How to develop your influencing skills

Image by Gwen King via Unsplash

To succeed as a leader, we must influence others over whom we don’t have direct authority. Use these 5 influencing styles to your advantage:

➤ Rationalizing: Do you use logic, facts, and reasoning to present your ideas?

➤ Asserting: Do you rely on your personal confidence, rules, law, and authority to influence others? Do you challenge the ideas of others when they don’t agree with yours?

➤ Negotiating: Do you look for compromises and make concessions in order to reach an outcome that satisfies your greater interest? Do you make tradeoffs and exchanges in order to meet your larger interests?

➤ Inspiring: Do you encourage others toward your position by communicating a sense of shared mission and exciting possibility? Do you use inspirational appeals, stories, and metaphors to encourage a shared sense of purpose?

➤ Bridging: Do you attempt to influence outcomes by uniting or connecting with others? Do you rely on reciprocity, engaging superior support, consultation, building coalitions, and using personal relationships to get people to agree with your position?

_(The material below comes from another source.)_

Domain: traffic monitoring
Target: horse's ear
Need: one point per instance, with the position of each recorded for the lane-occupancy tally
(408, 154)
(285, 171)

Here is how to use these styles to bring your influencing skills to the next level:

1️⃣ Write down which influencing style you use as soon as you notice it.

2️⃣ For a week, note how effective each way of influencing was.

3️⃣ Notice which influencing style you used the most.

4️⃣ Experiment with using the styles you don’t tend to land on often
Most people unconsciously tend to use only one or two styles.

The most successful leaders use all 5 styles on a regular basis. That’s because different situations and different people respond differently to each one.

Following this four-step method builds your capacity to mindfully grow your influencing skills.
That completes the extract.